Those walking around Indiana University’s Bloomington campus will likely be impressed by the reality of one of America’s oldest, largest and most diverse state colleges. That said, inside the university’s glass-covered Cyber Infrastructure Building, students and teachers are exploring a different reality – the virtual and augmented kind.
IU’s state of the art Advanced Visualization Lab is tasked with exploring the cutting edge of virtual reality. In the lab a researcher, professor or student don the familiar VR headset to explore a hyper real world that exists only inside a computer. The immersive experience lets engineers peer inside complicated machinery before it is ever built as easily as surgeons can work with human organs without a drop of blood being spilt.
That doesn’t mean that VR has to be a one-off experience. Others in the lab can see and contribute to the effort because the lab has a large wall mounted monitor that shows what the VR investigator sees. You view the dual overlapping images that create the illusion of depth to the user when viewed with the googles.
Other schools are going beyond this to use projectors to interact with and share augmented and virtual reality worlds. With technical help from Virtalis, the University of Liverpool has built its Virtual Engineering Centre (VEC). Its focal point is a room that lets users interact with VR landscapes as if they were using an interactive projector.
It’s all built around a Christie Boxer 4K projector that runs at 120 hertz that allows it to project two alternating visual fields that VR relies on to create the illusion of depth. The school’s ActiveWall space provides nearly 115 square feet of area to work with the VR stream.

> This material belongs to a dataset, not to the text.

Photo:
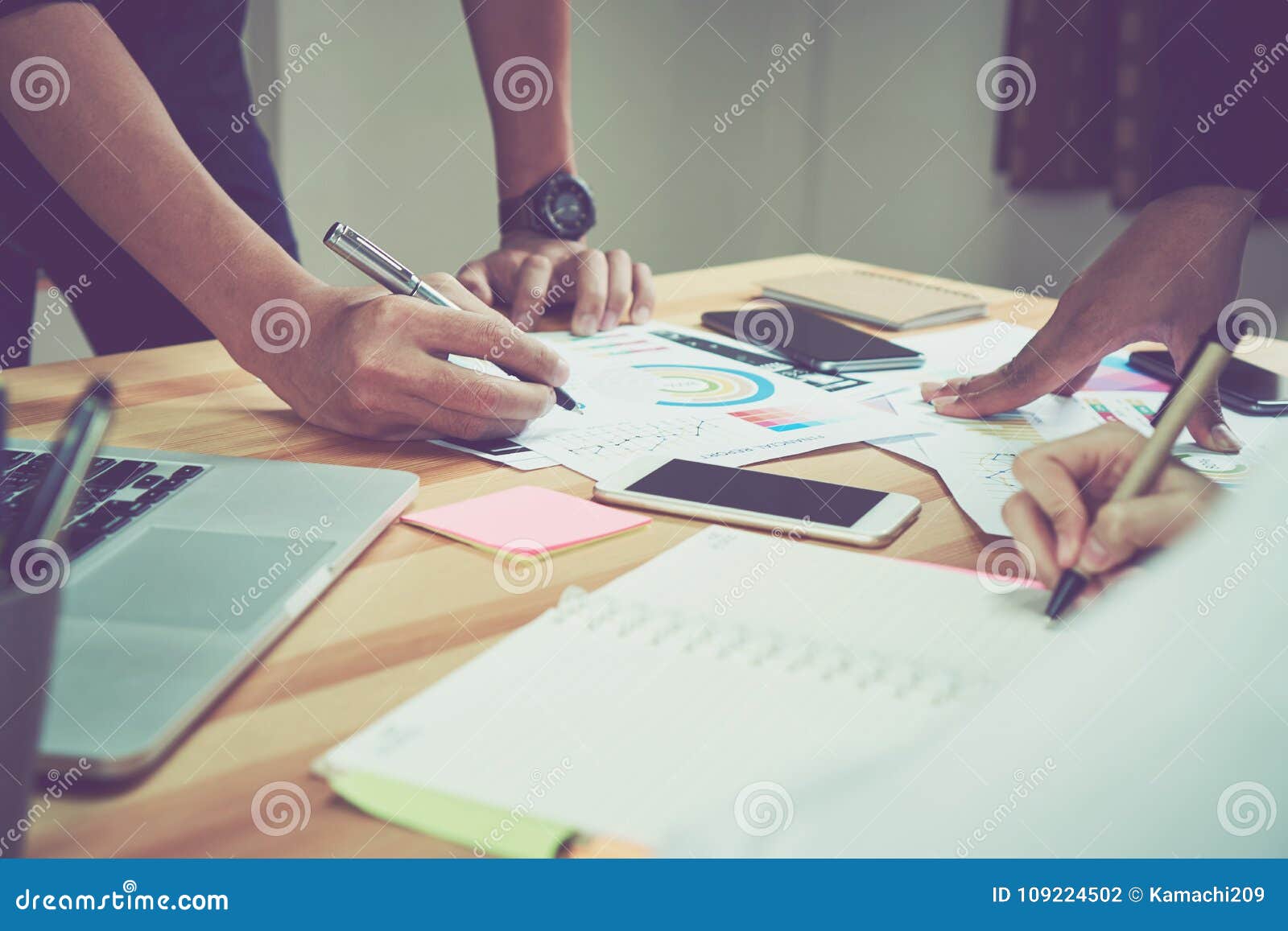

The key to making it all work is Advanced Realtime Tracking’s ART 6DoF tracking system. Rather than full-cover VR goggles, VEC uses special glasses with multiple antennas that provide the computer with placement data so the image is perfect as users move around the VR space. They also wear fingertip covers that let the user interact with the ethereal projected items on screen as if they were using a huge touch-screen tablet.
In the VR room, engineers can visually prototype parts without the hassles and expense of making real-world objects. The possibilities are endless, from sticking their heads inside a jet engine to see how the pieces interact with nearby items to trying out a new automotive dashboard design without ever setting foot into a car or simulating a building’s interior without having to build the structure.
Probably the biggest use is to try out what if scenarios that would be too expensive or dangerous to try out in the real world. For instance, they can simulate the heat flow during an emergency at a nuclear power plant without endangering themselves or the public.
The center has even created a virtual heart that only beats inside a VR computer. It lets the researchers handle, rotate and manipulate the organ as if it were the real thing – all without endangering a patient.